Le bilan écologique des biocarburants varie beaucoup selon le type de cultures utilisé, selon une étude publiée vendredi par l'Ademe, l'Agence pour le développement et la maîtrise de l'énergie.

Le bilan est franchement médiocre pour la filière ETBE, issue des éthanols de betterave, de blé, de maïs: avec à peine 20% d'émissions en moins ne passeront tout simplement pas la rampe de la future directive européenne qui, à partir de 2017, exigera une économie de GES de 50% au moins.

Au tableau d'honneur, le rapport accroche l'éthanol de canne à sucre (90% de GES en moins) et le diester produit à partir de graisse animale ou d'huile végétale usée.

Dans la moyenne figurent l'éthanol de blé, le biodiesel de tournesol, l'huile de palme ou de soja. "La grande majorité" des agrocarburants de première génération s'avèrent moins émissifs de gaz à effet de serre (GES) que les carburants fossiles, représentant une économie moyenne de 60 à 80% pour les plus performants, conclut cette étude réalisée par le bureau Bio Intelligence Service pour le compte de l'Ademe.

Les changements de culture non compris dans l'étude

La principale critique faite aux agrocarburants est leur impact sur l'alimentation humaine dans le monde. Or, cette étude ne prend pas en compte le le changement d'affectation des sols: par exemple, une forêt qui devient un champ de céréales ou de soja. "On peut avoir des émissions 2 à 4 fois supérieures du fait du changement d'affectation des sols: on peut alors parler de bilans catastrophiques", indique M. Bal, mentionnant l'exemple de l'huile de palme ou de soja, produites sur le sol d'anciennes forêts tropicales.

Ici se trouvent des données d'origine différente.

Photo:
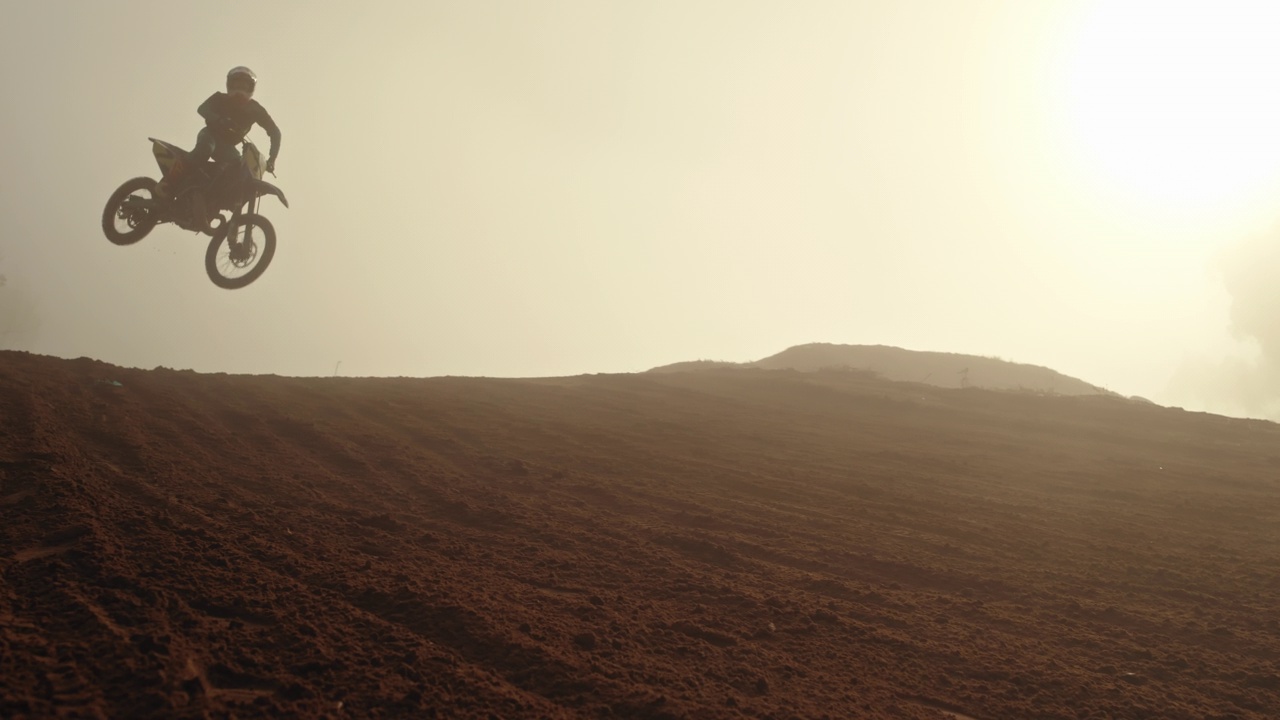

"Globalement en France, on est sûr de ne pas avoir de changement d'affectation des sols direct et au sein de l'Union européenne, on a une certaine sécurité sur ce point", assure-t-il. "Mais si vous utilisez du blé pour produire de l'éthanol, cette culture sera compensée ailleurs dans le monde. Avec le risque qu'elle le soit sur une ancienne prairie, hors de l'UE", nuance-t-il.

L'étude dresse en revanche l'impact de la culture des plantes - énergie consommée, engrais... - jusqu'à leur transport et transformation industrielle.

L'Ademe a précipité vendredi la mise en ligne de cette étude attendue depuis plusieurs mois afin de répondre aux critiques qui la suspectaient de taire un bilan contrasté alors qu'elle lançait, cette semaine, la phase expérimentale des carburants de 2de génération. Produits à partir d'herbes et de résidus agricoles et forestiers, cette 2e génération permettrait d'utiliser une plus grande variétés de plantes et ne se substituerait pas, a priori, à des cultures alimentaires.